As it is a Kafka novel, such a bizarre opening is followed by far more bizarre incidents, many of them revolving around K.'s attempts to understand the nature of the crime for which he as been arrested. Though he may believe that he is innocent, he never finds out what exactly he has been accused of, and his attempts to even understand the nature of the Law, which is distinct from either civil or criminal law, prove impossible because the clerks and lawyers with whom he speaks while wondering around attics (yes, anything associated with the court to which this Law pertains tends to be situated in the attic or on the top floor of a residential building) can only offer brief glimpses into how this strange legal system operates. At best their depictions are vacuous. At worst, they are completely contradictory.
The Trial was written in 1914, but was not published until 1925, a year after Kafka's death. Though some may want to liken this book to numerous anti-totalitarian novels from the twentieth century, such as Koestler's Darkness at Noon, Kafka's novel, to me, is more akin to Camus' The Myth of Sisyphus, which is not a novel, but a book of essays that deal with the absurd.
While Kafka's prose is laconic and the way in which he writes dialogue is usually limited to a kind of awkward and brief exchange between characters, the penultimate chapter of the novel is home to a rather large monologue given by a priest who also identifies himself as the prison chaplain. Within this monologue is what seems to me to be the primary metaphor of The Trial. It also echoes what Camus said about Shestov's concept of God: "His greatness is his incoherence."

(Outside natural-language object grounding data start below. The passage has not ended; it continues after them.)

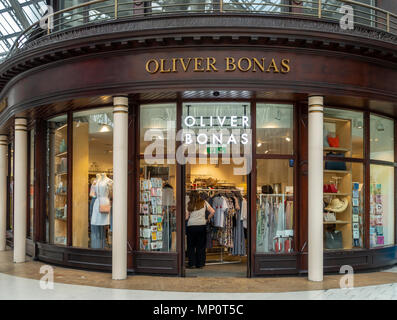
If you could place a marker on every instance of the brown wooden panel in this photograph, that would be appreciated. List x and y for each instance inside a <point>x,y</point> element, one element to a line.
<point>266,264</point>
<point>317,72</point>
<point>156,262</point>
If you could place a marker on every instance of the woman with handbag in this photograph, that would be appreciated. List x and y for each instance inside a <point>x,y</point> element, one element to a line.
<point>196,229</point>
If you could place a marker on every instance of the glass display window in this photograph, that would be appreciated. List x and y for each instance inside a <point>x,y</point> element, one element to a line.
<point>93,178</point>
<point>343,133</point>
<point>31,182</point>
<point>158,128</point>
<point>10,191</point>
<point>381,138</point>
<point>275,206</point>
<point>157,208</point>
<point>274,129</point>
<point>58,179</point>
<point>343,214</point>
<point>382,213</point>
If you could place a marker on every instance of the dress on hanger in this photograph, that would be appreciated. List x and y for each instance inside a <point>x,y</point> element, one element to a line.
<point>102,190</point>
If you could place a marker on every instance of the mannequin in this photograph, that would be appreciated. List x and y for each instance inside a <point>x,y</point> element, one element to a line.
<point>168,202</point>
<point>99,220</point>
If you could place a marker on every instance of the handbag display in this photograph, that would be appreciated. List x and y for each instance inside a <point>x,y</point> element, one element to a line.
<point>333,141</point>
<point>329,217</point>
<point>335,165</point>
<point>267,189</point>
<point>104,205</point>
<point>333,240</point>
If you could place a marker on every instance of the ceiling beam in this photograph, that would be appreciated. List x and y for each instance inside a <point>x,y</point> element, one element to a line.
<point>19,13</point>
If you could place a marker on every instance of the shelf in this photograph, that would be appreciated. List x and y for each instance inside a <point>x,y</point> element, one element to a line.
<point>334,120</point>
<point>62,127</point>
<point>62,155</point>
<point>337,171</point>
<point>61,174</point>
<point>336,222</point>
<point>336,149</point>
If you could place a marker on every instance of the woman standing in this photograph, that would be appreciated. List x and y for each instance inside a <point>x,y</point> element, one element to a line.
<point>196,229</point>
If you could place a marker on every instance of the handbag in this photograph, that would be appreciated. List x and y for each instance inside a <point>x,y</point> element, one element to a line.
<point>267,189</point>
<point>333,240</point>
<point>335,165</point>
<point>329,216</point>
<point>104,205</point>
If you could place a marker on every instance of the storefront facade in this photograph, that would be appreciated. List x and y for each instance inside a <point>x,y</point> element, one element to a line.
<point>82,110</point>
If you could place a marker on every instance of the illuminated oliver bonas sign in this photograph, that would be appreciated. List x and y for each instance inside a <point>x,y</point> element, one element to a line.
<point>211,64</point>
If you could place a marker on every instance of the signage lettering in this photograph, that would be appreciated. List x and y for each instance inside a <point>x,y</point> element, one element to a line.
<point>210,64</point>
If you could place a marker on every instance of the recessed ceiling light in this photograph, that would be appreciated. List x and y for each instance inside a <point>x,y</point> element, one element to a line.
<point>104,128</point>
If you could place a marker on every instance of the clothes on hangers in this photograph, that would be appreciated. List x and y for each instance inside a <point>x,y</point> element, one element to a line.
<point>274,224</point>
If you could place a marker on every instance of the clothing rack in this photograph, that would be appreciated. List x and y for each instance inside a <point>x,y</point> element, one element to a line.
<point>282,195</point>
<point>221,261</point>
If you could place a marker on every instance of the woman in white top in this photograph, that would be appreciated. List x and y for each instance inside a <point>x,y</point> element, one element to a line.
<point>196,229</point>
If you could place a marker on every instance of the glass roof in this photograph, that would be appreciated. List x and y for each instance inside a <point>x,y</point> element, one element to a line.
<point>15,16</point>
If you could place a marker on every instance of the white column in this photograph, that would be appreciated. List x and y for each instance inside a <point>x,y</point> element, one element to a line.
<point>120,183</point>
<point>315,190</point>
<point>20,190</point>
<point>3,191</point>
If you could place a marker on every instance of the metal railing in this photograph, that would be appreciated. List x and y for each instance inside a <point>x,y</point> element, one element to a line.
<point>98,11</point>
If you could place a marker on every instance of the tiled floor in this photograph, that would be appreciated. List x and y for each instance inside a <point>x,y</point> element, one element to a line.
<point>20,288</point>
<point>21,281</point>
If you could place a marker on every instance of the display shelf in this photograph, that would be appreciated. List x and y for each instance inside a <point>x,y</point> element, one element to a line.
<point>341,128</point>
<point>333,149</point>
<point>62,155</point>
<point>342,194</point>
<point>337,171</point>
<point>61,174</point>
<point>62,127</point>
<point>336,222</point>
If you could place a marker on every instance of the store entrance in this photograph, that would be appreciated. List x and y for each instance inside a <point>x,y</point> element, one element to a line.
<point>226,233</point>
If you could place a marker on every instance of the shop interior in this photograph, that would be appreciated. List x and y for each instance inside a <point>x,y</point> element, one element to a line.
<point>226,241</point>
<point>92,179</point>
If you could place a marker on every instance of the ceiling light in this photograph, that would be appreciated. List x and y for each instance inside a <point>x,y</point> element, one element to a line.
<point>278,115</point>
<point>105,128</point>
<point>379,126</point>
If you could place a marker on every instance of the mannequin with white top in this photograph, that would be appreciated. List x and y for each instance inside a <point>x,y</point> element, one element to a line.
<point>102,191</point>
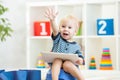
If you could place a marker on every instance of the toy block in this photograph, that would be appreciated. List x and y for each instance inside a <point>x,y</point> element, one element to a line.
<point>42,28</point>
<point>105,26</point>
<point>92,65</point>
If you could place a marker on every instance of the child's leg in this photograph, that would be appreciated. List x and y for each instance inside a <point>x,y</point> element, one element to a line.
<point>56,66</point>
<point>69,67</point>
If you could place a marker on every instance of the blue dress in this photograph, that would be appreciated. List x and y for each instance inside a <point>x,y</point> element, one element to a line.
<point>60,45</point>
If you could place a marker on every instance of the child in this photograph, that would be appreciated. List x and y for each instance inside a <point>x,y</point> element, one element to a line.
<point>63,43</point>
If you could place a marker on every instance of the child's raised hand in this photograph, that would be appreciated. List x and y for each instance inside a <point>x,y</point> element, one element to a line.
<point>50,13</point>
<point>79,61</point>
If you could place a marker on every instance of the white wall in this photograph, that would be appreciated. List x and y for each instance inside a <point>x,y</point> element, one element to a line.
<point>13,51</point>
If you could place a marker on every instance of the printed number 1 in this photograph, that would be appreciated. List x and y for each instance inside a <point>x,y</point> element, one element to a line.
<point>43,27</point>
<point>102,29</point>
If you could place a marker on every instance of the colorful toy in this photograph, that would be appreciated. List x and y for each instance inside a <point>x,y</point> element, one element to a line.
<point>106,63</point>
<point>42,28</point>
<point>40,62</point>
<point>92,63</point>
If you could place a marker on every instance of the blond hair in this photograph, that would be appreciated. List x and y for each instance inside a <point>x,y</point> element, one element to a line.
<point>70,17</point>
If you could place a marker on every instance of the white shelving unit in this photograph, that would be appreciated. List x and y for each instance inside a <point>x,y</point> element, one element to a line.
<point>86,11</point>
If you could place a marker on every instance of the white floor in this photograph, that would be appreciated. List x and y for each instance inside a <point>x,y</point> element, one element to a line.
<point>94,75</point>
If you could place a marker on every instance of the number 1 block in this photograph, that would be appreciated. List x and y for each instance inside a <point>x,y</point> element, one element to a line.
<point>42,28</point>
<point>105,27</point>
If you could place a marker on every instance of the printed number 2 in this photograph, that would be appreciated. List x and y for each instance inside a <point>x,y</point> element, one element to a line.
<point>43,27</point>
<point>102,29</point>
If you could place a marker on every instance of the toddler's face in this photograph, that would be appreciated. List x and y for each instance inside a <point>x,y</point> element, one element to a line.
<point>68,29</point>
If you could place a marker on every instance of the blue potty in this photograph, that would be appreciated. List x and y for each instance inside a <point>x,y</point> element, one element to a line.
<point>63,75</point>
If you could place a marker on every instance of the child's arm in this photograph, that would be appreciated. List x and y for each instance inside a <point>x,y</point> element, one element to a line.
<point>51,15</point>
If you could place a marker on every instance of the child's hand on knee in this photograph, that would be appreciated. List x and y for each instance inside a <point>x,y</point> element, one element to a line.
<point>79,61</point>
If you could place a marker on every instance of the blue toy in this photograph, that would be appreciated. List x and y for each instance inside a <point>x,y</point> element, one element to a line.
<point>63,75</point>
<point>105,26</point>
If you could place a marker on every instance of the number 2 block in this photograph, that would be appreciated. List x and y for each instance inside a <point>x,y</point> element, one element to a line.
<point>105,27</point>
<point>42,28</point>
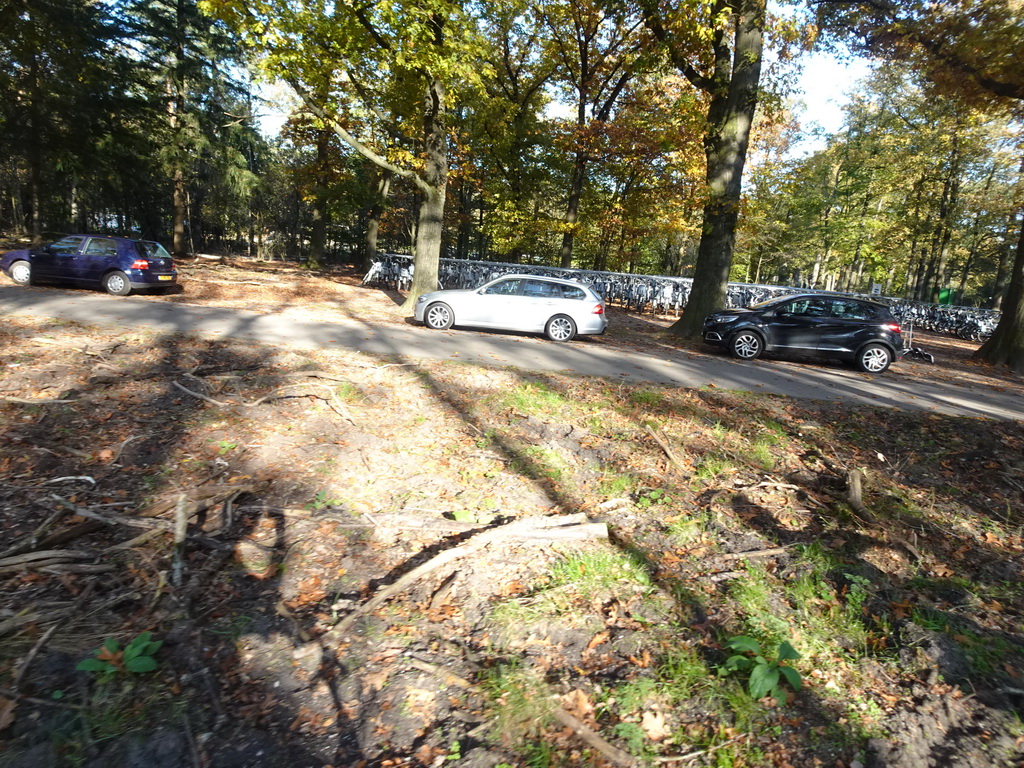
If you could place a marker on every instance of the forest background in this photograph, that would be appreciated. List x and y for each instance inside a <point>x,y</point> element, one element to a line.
<point>542,133</point>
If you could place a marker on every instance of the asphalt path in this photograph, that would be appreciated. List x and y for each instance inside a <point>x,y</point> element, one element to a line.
<point>662,365</point>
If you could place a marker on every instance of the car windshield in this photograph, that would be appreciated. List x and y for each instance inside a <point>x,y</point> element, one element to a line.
<point>150,250</point>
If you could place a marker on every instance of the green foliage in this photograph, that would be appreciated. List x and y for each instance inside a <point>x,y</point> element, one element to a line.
<point>651,498</point>
<point>324,500</point>
<point>110,658</point>
<point>766,677</point>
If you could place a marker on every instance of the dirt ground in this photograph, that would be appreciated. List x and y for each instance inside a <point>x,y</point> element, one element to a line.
<point>351,561</point>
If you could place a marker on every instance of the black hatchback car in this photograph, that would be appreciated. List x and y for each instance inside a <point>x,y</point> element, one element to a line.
<point>859,331</point>
<point>119,265</point>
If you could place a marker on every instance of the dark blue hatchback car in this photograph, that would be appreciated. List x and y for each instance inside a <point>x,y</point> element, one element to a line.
<point>120,265</point>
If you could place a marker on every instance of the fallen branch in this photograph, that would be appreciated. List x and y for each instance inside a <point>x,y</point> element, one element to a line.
<point>586,734</point>
<point>693,755</point>
<point>665,446</point>
<point>754,553</point>
<point>186,390</point>
<point>32,541</point>
<point>56,555</point>
<point>590,737</point>
<point>33,401</point>
<point>337,406</point>
<point>113,518</point>
<point>71,477</point>
<point>199,499</point>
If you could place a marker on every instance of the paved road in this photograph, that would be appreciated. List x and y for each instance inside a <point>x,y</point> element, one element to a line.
<point>660,365</point>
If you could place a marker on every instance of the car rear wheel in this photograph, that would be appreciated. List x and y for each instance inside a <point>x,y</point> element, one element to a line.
<point>873,358</point>
<point>560,328</point>
<point>438,316</point>
<point>20,272</point>
<point>747,345</point>
<point>117,284</point>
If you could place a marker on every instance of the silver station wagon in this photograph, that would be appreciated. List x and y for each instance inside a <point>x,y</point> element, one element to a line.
<point>560,309</point>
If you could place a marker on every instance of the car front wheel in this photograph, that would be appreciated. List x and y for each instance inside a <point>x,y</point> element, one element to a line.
<point>117,284</point>
<point>747,345</point>
<point>20,272</point>
<point>438,316</point>
<point>873,358</point>
<point>560,328</point>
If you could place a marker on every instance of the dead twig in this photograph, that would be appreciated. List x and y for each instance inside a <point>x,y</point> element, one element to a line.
<point>517,529</point>
<point>45,637</point>
<point>586,734</point>
<point>666,448</point>
<point>754,553</point>
<point>186,390</point>
<point>34,401</point>
<point>113,518</point>
<point>180,535</point>
<point>693,755</point>
<point>32,541</point>
<point>590,737</point>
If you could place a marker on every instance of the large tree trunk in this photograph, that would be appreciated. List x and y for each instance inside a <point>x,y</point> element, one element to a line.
<point>577,182</point>
<point>374,221</point>
<point>318,210</point>
<point>431,220</point>
<point>734,98</point>
<point>175,109</point>
<point>1006,345</point>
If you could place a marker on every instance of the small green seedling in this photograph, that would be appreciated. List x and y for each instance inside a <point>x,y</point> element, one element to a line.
<point>110,658</point>
<point>766,677</point>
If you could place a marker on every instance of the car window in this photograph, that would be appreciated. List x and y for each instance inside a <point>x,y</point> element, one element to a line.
<point>67,245</point>
<point>101,247</point>
<point>150,250</point>
<point>542,290</point>
<point>853,310</point>
<point>808,307</point>
<point>505,288</point>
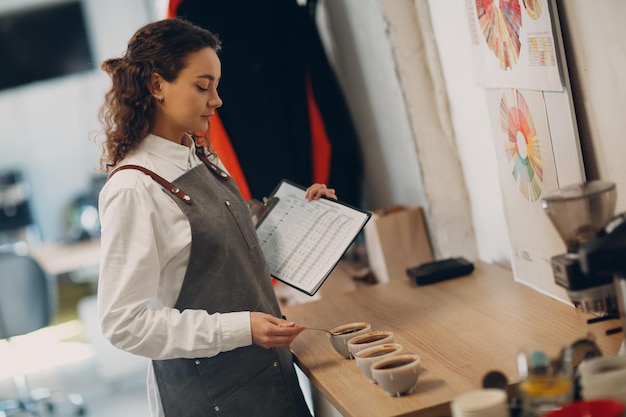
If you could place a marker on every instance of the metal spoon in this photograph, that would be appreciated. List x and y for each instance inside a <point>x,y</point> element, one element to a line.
<point>322,330</point>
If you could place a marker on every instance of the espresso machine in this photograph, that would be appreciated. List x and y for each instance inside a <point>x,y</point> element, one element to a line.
<point>593,270</point>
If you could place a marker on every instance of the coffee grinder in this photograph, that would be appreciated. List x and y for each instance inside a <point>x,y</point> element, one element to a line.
<point>593,270</point>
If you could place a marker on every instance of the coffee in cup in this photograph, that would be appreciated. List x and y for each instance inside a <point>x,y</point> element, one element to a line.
<point>341,334</point>
<point>366,340</point>
<point>397,374</point>
<point>366,357</point>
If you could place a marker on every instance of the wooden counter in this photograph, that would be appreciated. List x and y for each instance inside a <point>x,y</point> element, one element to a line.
<point>461,328</point>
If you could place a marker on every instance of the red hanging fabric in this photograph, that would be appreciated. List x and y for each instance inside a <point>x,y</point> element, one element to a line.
<point>320,144</point>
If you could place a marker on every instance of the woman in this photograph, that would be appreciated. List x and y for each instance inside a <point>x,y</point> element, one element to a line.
<point>183,280</point>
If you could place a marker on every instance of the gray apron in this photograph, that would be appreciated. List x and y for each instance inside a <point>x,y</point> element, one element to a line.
<point>226,272</point>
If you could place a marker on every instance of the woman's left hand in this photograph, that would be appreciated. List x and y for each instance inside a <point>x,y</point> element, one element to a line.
<point>316,191</point>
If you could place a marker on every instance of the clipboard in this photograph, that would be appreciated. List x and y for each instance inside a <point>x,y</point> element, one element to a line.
<point>303,241</point>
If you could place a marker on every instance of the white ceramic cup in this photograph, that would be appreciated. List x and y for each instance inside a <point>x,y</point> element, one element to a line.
<point>603,372</point>
<point>397,374</point>
<point>366,357</point>
<point>372,338</point>
<point>341,335</point>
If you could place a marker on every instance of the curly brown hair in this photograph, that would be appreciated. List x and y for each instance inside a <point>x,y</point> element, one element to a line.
<point>127,112</point>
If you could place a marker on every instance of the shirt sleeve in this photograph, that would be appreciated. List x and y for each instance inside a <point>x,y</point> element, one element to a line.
<point>134,314</point>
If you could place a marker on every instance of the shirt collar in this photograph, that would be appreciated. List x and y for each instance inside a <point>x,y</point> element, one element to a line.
<point>177,154</point>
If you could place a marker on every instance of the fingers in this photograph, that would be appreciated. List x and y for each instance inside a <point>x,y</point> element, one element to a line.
<point>316,191</point>
<point>269,331</point>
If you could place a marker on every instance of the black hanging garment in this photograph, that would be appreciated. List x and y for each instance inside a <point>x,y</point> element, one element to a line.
<point>270,51</point>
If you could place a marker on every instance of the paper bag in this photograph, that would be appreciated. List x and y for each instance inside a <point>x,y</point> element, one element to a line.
<point>396,239</point>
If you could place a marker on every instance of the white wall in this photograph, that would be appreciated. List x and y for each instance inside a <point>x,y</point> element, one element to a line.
<point>46,126</point>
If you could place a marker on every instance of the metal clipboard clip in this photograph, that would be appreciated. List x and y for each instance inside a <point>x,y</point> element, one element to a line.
<point>259,210</point>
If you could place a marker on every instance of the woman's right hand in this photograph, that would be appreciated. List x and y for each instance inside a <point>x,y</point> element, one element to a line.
<point>269,331</point>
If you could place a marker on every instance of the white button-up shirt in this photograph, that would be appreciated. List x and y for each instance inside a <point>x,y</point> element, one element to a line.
<point>146,242</point>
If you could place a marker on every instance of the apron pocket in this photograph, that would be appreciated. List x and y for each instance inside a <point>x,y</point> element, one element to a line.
<point>241,213</point>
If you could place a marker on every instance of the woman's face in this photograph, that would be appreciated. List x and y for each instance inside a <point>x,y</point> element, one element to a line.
<point>187,103</point>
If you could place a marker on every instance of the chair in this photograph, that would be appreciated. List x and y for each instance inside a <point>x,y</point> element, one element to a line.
<point>26,305</point>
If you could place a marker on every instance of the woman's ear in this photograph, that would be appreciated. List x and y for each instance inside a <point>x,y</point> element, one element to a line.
<point>156,86</point>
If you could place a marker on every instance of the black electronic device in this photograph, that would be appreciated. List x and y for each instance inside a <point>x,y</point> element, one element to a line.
<point>435,271</point>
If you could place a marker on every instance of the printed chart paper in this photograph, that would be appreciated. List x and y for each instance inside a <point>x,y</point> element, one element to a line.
<point>304,240</point>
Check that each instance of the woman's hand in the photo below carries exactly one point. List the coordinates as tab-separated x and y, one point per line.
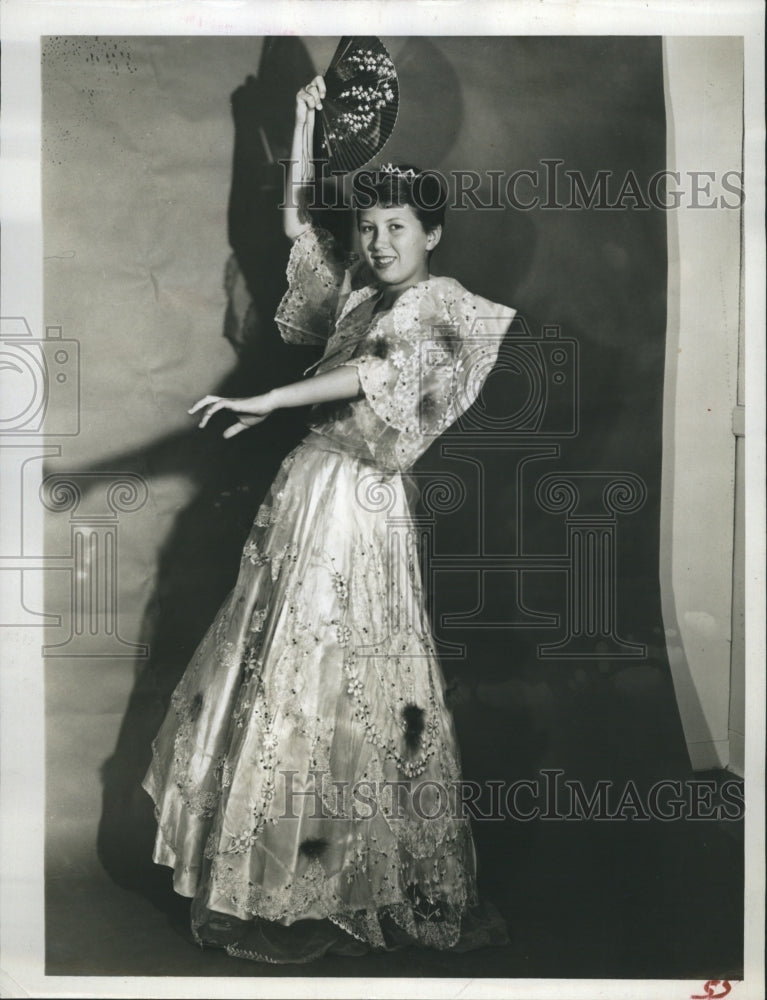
308	100
250	411
295	217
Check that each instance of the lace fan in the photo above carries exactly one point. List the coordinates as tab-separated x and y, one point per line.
360	106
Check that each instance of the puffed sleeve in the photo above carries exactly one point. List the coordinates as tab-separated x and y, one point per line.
421	372
315	275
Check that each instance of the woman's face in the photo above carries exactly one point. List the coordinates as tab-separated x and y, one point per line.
396	245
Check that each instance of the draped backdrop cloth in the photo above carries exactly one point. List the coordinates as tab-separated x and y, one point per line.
305	774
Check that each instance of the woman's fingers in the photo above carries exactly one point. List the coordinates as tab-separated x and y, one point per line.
203	402
240	426
235	429
313	93
214	407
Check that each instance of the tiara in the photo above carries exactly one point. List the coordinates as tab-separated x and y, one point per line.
389	168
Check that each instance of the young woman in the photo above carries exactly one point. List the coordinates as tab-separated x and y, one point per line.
305	777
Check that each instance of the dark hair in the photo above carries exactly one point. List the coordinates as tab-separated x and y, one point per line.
401	184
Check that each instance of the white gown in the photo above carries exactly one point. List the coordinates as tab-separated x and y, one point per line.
317	687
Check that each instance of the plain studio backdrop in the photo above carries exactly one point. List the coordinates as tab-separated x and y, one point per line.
158	159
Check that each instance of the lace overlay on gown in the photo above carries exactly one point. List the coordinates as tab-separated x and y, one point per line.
306	777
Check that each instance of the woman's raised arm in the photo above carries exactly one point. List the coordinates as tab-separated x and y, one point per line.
340	383
300	172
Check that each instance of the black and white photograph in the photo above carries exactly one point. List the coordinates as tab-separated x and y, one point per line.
382	443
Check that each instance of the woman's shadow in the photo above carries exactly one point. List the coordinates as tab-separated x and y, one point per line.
199	560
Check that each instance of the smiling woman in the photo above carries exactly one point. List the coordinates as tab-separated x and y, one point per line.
320	671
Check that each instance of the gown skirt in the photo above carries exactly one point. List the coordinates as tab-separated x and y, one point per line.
306	777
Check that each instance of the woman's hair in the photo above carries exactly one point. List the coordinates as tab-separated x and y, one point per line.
401	184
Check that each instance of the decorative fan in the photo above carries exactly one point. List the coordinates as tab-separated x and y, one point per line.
360	107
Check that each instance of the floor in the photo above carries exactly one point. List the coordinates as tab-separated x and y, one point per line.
581	899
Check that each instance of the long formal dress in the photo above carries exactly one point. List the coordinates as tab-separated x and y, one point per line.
302	776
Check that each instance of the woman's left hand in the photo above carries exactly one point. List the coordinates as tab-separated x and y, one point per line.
249	411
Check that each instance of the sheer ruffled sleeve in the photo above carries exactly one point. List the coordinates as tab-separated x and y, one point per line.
421	370
315	275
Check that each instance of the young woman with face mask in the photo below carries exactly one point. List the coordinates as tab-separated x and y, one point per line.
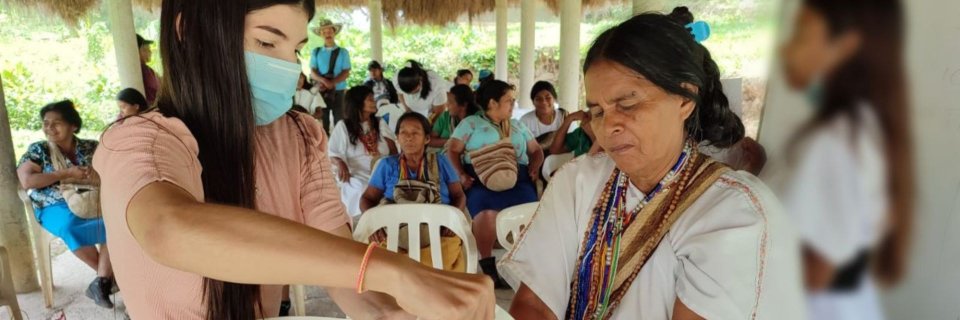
223	189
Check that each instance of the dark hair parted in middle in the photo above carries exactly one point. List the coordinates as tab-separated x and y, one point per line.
67	110
661	50
410	77
541	86
492	91
415	117
356	99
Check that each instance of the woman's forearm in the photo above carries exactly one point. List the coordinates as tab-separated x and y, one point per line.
29	180
559	138
236	244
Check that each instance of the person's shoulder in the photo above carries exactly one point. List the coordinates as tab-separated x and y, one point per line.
147	128
735	197
38	147
527	116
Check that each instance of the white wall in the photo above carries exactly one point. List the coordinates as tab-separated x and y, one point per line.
932	288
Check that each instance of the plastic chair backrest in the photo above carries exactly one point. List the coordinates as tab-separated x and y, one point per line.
390	113
513	219
552	163
435	216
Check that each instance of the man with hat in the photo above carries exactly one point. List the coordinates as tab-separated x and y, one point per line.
330	68
383	89
151	83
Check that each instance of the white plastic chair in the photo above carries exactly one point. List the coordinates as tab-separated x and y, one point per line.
435	216
8	296
512	220
391	112
552	163
41	250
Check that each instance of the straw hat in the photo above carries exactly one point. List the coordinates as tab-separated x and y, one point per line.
326	23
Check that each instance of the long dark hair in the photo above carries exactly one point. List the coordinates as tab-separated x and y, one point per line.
492	90
417	117
205	86
464	96
875	74
410	77
355	100
541	86
134	97
663	51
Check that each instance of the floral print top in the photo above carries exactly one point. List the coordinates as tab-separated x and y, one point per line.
39	153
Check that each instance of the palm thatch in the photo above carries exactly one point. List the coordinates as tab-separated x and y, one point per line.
428	12
587	4
69	10
434	12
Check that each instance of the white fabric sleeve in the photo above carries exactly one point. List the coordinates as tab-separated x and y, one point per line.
386	132
824	200
339	141
720	247
318	102
545	255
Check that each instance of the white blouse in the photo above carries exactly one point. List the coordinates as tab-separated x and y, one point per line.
359	162
731	255
538	128
835	193
438	95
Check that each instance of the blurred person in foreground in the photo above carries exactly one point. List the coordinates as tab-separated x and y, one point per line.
651	228
847	181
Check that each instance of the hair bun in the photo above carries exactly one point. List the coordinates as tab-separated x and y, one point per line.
682	15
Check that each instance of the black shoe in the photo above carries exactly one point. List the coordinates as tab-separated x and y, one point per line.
489	267
99	292
284	308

The focus of this monologue is a retelling of a parable from the text of the Law, which concerns a man, a doorkeeper and the door over which the keeper has been told to watch. The man is forbidden entry and spends his entire life waiting to be allowed admittance. Finally, as he is about to die, he finally asks the keeper why no one else has sought to enter this door. The doorkeeper responds, "No one else could gain admittance here, because this entrance was meant solely for you. I'm going to go and shut it now." While this, in a way, really sums up The Trial in many regards, something that the priest says a little later in the chapter really struck me: "The text [of the Law] is immutable, and the opinions are often only an expression of despair over it." If the "text" is the world around us, and the "opinions" are the ways in which we attempt to understand and deal it (via religion, law, politics, philosophy, etc.), then Camus was certainly right when he wrote, in his essay on the works of Kafka, that "In a world where everything is given and nothing is explained, the fecundity of value or of a metaphysic is a notion devoid of meaning."